In 1987, shortly before she graduated high school, Heche scored the dual roles of twins Vicky Hudson and Marley Love on “Another World,” which she would play for the next four years. She received a Daytime Emmy Award for her work on the soap and followed up her screen debut with several television and movie roles.

Anne Heche as Marley Love in "Another World."

 

Anne Heche as Marley Love in “Another World.”

Photo by Alan F. Singer/NBCU Photo Bank/NBCUniversal via Getty Images via Getty Images

Throughout the 1990s, Heche continued to play roles in made-for-TV movies. But by the end of the decade, Heche had broken through to feature films and was gaining recognition for her supporting work in films like “Donnie Brasco,” “Volcano,” and “I Know What You Did Last Summer.”

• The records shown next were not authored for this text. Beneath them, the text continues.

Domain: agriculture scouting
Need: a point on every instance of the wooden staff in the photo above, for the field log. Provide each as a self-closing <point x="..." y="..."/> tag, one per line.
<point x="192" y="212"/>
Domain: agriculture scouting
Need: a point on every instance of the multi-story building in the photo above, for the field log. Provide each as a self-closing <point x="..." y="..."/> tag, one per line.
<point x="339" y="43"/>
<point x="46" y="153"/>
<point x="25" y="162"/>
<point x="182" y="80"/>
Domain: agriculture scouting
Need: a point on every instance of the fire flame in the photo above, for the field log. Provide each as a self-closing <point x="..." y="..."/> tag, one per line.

She scored her first starring role in the 1998 romantic adventure “Six Days, Seven Nights,” opposite Harrison Ford. Heche played a New York City editor who crash-landed on a desert island with Ford’s pilot and followed it up with another starring role in the 1998 drama “Return to Paradise,” opposite Vince Vaughn.

That same year, Heche starred in Gus Van Sant’s “Psycho” remake, which earned middling reviews and poor box-office returns. It would be only her third and final starring film role of her career.

She continued acting, however, turning to independent films and television, where she played roles in “Prozac Nation,” “John Q,” “and “Ally McBeal.” She went on to star on Broadway in “Proof,” and garnered a Primetime Emmy Award nomination in 2004 for her work in the Lifetime movie “Gracie’s Choice.” That same year, she was nominated for a Tony Award for her work in “Twentieth Century,” opposite Alec Baldwin.

Heche worked steadily until her death, scoring supporting and guest roles on several television series and films, including HBO’s “Hung,” “Quantico,” and “My Friend Dahmer.”

In 2020, she competed on “Dancing with the Stars,” and placed thirteenth.

Heche’s relationship with Ellen DeGeneres sparked a media frenzy

The two women went public with their relationship in 1997 and courted controversy and spectacle as an early, public same-sex couple. Heche and DeGeneres during their relationship spoke about wanting to get a civil union if it became legal.

But Heche later speculated that her same-sex relationship hurt her career and limited the starring roles for which she was considered. She claimed that industry executives had told her the reason she wasn’t getting leading roles was because she was gay.

Anne Heche and Ellen DeGeneres pose for a photo.

 

Ellen DeGeneres and Anne Heche arrive at the Emmy Awards Show, March 23,1997 in Pasadena, California

Photo by Bob Riha, Jr./Getty Images

“How could that destroy my career? I still can’t wrap my head around it,” Heche told The New York Times in 2009.

The couple’s break-up in 2000 became tabloid fodder after Heche had a mental health episode immediately following the couple’s split, in which she walked through the Fresno desert and ended up in a stranger’s home. The actress later acknowledged that she had taken ecstasy before the incident, which ended with a police response.

When speaking about the episode in subsequent years, Heche alleged that the abuse she said she suffered from her father led her to be “insane” for the first 31 years of her life. But Heche claimed to have put her mental health struggles behind her following the Fresno incident.

“Fresno was the culmination of a journey and a world that I thought I needed to escape to in order to find love,” Heche told Barbara Walters in 2001.

Heche married twice following her relationship with DeGeneres. She and cameraman Coleman Laffoon wed in 2001 and had one son together before filing for divorce in 2007. In 2008, Heche married her “Men in Trees” co-star James Tupper, with whom she had a son. The couple separated in 2018.

In a 2001 ABC News interview about her memoir, she described the joy she felt in sharing her life via memoir.

“I wrote this book to say goodbye, once and for all to my story of shame and embrace my life choice of love,” she told Walters. “The fact that there are people hearing my story is the icing on the most beautiful cake in the world, that I imagine says, ‘Happy freedom Anne. You have made it to the other side.”